Outro complicador é que, na adolescência, o jovem diabético muitas vezes se descuida e aparecem as complicações, como danos aos rins e aos olhos, além de amputações de membros, diz a médica.
“É alto o número de pacientes que morrem antes dos 50 anos”, reforça a médica.
Marilia comenta ainda que a baixa escolaridade dos pacientes, associada à baixa renda econômica familiar, entre um e cinco salários mínimos, da maioria dos entrevistados (77,4%) é uma barreira no controle adequado do diabetes.
“Cerca de 6% dos diabéticos ainda em idade produtiva estavam desempregados ou licenciados pelo INSS ou aposentados devido aos males da doença”, diz Marília.

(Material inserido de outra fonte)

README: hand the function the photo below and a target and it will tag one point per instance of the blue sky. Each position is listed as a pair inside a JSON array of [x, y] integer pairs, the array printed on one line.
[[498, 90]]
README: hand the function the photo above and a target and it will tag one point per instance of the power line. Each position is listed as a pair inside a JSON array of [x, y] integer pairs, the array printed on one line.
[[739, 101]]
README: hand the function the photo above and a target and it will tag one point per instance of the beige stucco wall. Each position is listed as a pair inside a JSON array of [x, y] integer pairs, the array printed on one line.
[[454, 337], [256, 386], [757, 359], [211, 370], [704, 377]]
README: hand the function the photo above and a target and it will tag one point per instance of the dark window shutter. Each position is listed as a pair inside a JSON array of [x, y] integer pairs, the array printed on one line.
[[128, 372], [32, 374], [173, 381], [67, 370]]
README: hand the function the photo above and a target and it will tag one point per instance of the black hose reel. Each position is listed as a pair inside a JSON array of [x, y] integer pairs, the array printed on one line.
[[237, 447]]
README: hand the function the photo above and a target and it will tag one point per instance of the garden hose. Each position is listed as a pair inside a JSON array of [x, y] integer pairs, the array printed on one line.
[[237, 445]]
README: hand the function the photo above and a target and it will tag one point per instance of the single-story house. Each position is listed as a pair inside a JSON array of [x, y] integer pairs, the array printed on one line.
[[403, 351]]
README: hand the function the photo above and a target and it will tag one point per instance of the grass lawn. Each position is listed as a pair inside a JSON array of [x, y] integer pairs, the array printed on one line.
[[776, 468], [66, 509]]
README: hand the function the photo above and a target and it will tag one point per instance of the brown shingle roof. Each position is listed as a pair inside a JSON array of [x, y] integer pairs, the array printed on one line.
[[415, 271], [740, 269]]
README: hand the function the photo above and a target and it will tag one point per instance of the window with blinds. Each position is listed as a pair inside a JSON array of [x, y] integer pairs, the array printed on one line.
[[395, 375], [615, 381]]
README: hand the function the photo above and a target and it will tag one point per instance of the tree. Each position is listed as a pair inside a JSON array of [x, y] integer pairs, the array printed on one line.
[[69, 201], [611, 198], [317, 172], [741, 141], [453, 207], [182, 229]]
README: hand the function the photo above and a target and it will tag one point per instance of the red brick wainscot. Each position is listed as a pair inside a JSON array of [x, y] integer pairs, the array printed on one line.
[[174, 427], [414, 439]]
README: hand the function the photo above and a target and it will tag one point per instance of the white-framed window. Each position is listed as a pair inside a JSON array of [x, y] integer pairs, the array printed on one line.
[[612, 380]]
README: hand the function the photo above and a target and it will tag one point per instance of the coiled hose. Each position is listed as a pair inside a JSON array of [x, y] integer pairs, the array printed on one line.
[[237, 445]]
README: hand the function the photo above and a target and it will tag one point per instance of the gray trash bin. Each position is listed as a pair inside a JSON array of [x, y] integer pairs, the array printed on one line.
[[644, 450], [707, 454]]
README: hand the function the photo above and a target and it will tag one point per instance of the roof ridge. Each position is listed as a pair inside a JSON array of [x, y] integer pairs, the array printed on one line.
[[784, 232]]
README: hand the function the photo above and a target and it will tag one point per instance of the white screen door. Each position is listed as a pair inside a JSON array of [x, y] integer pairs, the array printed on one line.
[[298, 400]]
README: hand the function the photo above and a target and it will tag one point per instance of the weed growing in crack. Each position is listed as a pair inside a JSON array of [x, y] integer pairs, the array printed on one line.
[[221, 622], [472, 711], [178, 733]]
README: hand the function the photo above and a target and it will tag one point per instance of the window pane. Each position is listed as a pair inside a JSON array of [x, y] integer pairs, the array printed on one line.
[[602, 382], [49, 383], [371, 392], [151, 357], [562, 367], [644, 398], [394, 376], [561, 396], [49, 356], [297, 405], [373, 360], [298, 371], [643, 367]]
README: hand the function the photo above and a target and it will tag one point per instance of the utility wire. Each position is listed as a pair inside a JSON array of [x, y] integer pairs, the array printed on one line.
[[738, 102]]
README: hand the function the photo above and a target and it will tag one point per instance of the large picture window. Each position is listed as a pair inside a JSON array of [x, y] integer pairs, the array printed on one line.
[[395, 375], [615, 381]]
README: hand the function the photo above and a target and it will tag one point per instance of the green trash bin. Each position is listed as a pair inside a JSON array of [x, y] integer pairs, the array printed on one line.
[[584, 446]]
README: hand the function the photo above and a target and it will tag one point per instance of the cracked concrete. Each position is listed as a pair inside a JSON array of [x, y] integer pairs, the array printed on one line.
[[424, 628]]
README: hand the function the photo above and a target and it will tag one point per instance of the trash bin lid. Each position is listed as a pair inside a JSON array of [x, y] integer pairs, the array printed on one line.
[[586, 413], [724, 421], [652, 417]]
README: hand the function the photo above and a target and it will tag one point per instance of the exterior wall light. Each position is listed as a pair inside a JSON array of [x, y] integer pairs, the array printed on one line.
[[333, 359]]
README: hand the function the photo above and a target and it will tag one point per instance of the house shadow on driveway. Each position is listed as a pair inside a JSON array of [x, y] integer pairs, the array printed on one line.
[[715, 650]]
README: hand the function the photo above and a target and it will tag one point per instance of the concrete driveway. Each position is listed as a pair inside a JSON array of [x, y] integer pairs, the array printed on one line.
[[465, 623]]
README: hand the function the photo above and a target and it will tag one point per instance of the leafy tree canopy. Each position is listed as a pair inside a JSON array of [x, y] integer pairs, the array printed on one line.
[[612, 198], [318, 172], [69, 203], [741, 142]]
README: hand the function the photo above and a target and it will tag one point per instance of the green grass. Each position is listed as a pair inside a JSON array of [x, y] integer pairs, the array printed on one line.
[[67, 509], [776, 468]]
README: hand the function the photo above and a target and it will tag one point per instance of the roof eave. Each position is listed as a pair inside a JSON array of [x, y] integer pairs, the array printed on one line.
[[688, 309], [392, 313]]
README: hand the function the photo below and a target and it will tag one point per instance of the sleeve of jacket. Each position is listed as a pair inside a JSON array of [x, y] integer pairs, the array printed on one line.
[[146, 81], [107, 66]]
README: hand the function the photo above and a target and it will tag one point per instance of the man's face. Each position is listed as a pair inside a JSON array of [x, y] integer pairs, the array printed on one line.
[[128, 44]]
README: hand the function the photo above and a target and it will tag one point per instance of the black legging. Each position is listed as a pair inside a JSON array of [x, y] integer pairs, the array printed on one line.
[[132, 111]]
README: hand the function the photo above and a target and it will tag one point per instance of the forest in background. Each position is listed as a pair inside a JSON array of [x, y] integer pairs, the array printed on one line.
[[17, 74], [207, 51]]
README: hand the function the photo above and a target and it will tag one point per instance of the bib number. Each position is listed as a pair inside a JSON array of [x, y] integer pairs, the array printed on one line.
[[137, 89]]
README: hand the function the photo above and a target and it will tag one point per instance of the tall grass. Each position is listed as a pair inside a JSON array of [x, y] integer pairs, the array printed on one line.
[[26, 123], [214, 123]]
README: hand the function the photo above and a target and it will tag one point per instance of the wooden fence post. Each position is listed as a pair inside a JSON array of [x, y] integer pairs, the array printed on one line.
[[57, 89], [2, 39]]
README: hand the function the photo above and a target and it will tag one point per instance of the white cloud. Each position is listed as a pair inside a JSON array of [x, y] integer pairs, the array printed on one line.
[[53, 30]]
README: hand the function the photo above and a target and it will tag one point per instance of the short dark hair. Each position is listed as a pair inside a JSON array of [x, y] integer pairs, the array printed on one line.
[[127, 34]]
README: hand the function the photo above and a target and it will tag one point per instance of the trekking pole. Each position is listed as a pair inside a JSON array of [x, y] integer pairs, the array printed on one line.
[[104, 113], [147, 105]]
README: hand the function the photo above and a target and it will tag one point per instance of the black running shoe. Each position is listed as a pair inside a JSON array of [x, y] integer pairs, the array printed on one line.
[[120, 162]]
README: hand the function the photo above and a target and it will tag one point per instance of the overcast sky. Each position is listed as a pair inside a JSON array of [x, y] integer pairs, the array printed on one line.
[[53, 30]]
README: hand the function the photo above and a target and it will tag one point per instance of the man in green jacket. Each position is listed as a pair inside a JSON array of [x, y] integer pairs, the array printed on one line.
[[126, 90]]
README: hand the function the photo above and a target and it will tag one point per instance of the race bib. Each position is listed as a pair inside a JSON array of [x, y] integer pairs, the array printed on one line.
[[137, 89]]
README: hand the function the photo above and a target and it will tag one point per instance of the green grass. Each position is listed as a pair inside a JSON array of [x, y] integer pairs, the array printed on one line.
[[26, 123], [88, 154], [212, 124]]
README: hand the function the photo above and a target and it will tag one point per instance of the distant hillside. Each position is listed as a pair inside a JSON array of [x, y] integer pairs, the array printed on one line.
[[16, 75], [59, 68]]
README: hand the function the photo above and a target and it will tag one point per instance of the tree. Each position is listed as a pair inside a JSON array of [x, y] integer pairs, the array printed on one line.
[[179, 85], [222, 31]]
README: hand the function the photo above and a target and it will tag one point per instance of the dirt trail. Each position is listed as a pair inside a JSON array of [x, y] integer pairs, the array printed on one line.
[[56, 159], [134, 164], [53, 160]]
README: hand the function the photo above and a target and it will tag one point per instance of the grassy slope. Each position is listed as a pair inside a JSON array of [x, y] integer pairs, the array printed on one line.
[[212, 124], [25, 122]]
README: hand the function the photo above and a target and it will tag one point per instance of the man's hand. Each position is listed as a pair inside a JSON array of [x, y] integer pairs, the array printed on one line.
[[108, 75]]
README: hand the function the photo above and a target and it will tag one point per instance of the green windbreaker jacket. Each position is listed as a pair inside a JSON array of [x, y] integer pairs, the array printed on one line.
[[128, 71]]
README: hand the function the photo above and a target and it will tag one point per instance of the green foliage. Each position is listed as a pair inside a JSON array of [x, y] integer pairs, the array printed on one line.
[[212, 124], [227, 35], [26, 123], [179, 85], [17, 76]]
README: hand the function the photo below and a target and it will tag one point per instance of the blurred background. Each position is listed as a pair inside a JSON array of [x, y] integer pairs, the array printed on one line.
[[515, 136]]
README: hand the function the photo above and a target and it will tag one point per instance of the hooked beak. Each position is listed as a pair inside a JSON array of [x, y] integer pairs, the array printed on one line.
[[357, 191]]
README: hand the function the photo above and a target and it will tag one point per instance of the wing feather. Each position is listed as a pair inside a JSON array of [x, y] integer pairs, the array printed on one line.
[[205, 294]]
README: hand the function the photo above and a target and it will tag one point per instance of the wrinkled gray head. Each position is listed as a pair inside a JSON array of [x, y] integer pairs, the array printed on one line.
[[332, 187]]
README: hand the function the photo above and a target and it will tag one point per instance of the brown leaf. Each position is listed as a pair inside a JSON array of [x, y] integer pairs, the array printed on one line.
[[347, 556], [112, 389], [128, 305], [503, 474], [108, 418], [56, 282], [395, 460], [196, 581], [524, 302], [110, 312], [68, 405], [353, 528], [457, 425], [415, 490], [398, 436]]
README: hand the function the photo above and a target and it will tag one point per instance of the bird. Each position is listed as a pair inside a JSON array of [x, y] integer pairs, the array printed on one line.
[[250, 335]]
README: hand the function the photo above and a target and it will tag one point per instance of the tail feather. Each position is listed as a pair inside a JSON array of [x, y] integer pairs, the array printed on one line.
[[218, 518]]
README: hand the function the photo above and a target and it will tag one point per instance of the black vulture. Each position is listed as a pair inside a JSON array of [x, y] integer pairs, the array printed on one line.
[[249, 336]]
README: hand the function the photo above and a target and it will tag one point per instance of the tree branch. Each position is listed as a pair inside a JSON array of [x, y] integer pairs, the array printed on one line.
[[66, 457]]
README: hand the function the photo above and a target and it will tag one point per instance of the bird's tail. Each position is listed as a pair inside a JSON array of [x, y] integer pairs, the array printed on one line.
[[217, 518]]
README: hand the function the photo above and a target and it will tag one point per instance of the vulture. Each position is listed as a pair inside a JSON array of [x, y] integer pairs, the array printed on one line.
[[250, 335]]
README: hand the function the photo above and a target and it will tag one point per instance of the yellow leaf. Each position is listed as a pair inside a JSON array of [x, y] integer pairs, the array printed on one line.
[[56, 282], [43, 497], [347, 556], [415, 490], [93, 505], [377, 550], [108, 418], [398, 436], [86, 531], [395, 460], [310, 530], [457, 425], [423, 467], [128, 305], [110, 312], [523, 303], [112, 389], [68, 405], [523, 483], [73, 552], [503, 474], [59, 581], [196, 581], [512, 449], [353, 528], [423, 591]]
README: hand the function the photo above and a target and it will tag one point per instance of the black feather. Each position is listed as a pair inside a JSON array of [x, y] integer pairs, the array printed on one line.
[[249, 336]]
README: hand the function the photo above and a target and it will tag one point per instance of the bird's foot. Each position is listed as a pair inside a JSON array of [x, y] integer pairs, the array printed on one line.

Como a maioria dos casos teve início com sintomas como idas constantes ao banheiro para urinar, sentir muita sede e perder peso, Marília, sugere a elaboração de políticas de alerta em unidades de emergência para que realizem testes de glicemia em todos que apresentarem esses sintomas.
“Entre 30% e 65% dos entrevistados não haviam se submetido a um rastreamento das complicações crônicas no ano anterior ao nosso levantamento. E o mais importante: pouquíssimos tinham realizado exames para doença cardiovascular, responsável por até 44% dos índices de mortalidade”, conta a médica.
Outro problema grave no Brasil é o diabetes tipo 2, que atinge de 7 a 9 milhões da população e é causada principalmente pelo excesso de peso e sedentarismo. Do total do custo direto relacionado ao diabetes, 50% são devido a danos crônicos da doença, explica Marília.
“Nossos dados ratificam a necessidade de programas eficazes de educação em saúde no Brasil”, afirma Marília.